Apple Inc. (AAPL) suffered its first sales decline in 13 years during its last quarter, and as a result, AAPL stock has since continued to fall to mark one of the worst periods of market capitalization losses in the company’s history.
The reason for this loss is its 13% decline in revenue last quarter, which illustrates just how quickly the problems have piled up for the world’s most valuable company.
However, things are not as bad as investors think for Apple. In fact, many of the beliefs regarding Apple’s sales decline last quarter are assumptions, and not considering the entire story. So with that I will say that these double-digit declines are no big concern for AAPL stock owners.
A Big Misconception About AAPL
At the epicenter of the investor’s problem with AAPL stock lies the notion that Apple is no longer growing. However, Apple’s growth rate right now is actually unchanged from the last four years.
For example, Apple grew total revenue by 9% in 2013 and 7% in 2014. Keep in mind that year-over-year revenue growth naturally declines as a company grows larger. Yet, in 2015, Apple grew a whopping 26% as it launched two devices (the iPhone 6 and 6 Plus), penetrated into new markets and the U.S. wireless industry adopted a new business strategy that allowed annual upgrades.
So, if you consider that revenue grew 26% last year and declined 13% in its last quarter, then the annualized growth rate for 2015 and 2016 has not really changed all that much from 2013 and 2014. Hence, the big growth-related losses that AAPL stock is realizing right now don’t actually apply.
That said, Apple could post a 13% sales decline all year and it would still maintain that same growth rate on a compound annualized basis because of the factors that caused 2015 to be so strong.
Fortunately, that is very unlikely to occur. Although the company’s latest products, iPhone SE and 9.7 inch iPad Pro, launched too late to have a material impact on Apple’s most recent quarter, AAPL will launch a new generation of iPhones later this year that are sure to catapult sales in comparison to this current year’s “S” refresh of the iPhone 6 and 6 Plus.
Things to be Bullish About
All things considered, one could argue that AAPL stock is better positioned today than it has been in many years. At 10x next year’s expected earnings per share, AAPL stock is at its cheapest point since late 2013.
Apple continues to grow on a compound annualized basis, with many bright spots to push AAPL stock higher long-term. For example, there might have been what seemed like weaknesses during Apple’s last quarter, but even during a tough comparable period last year, Apple’s Service revenue still grew 20% and sales in India skyrocketed 50%.

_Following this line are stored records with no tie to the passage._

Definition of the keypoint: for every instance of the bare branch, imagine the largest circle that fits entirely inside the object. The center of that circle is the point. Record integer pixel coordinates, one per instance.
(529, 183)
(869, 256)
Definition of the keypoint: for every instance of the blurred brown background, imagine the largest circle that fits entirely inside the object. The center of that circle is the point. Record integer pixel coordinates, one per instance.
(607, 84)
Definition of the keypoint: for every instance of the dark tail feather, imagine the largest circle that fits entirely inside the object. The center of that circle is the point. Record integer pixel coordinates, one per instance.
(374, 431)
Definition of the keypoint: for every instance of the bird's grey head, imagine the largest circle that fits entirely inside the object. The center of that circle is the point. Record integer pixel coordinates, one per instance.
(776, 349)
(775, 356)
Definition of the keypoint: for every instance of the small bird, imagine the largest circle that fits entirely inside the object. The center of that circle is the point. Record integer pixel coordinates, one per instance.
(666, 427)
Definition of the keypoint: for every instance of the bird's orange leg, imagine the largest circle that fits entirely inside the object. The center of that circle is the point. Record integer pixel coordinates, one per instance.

Keep in mind, India could be equivalent to China as a smartphone market, and that’s why Apple has made big investments to grow market share in the region. Currently, Apple has very little presence in India, but the fact that it grew so quickly suggests that its plan to grow market share is working.
With Services, investors have been demanding for years that Apple show innovation to create a revenue stream other than iPhones to drive the business forward. Services has become that business with $6 billion in revenue last quarter and 20% growth.
Best of all, most of the businesses like Apple Music, Apple Care, Apple Pay, iTunes and others are recurring revenue streams with high margins that monetize Apple’s leading ecosystem. This means Services can be highly valuable long-term, and should really standout towards the end of 2016 as the iPhone 7 rolls out and sparks year-over-year growth.
That said, China is a problem. It represented $12.5 billion in quarterly revenue, and sales declined 26%. The good news is that most of Apple’s China revenue up until this point came from China Mobile. The nation’s other two large telecom companies were not even approved for 4G use until late last year.
Therefore, as 4G networks are constructed, and AAPL products become more appealing to wireless customers excluding China Mobile, the declines in China should subside.
To conclude: Things are not as bad as they seem for Apple or AAPL stock, and investors should like both moving forward.
As of this writing, Brian Nichols was long Apple.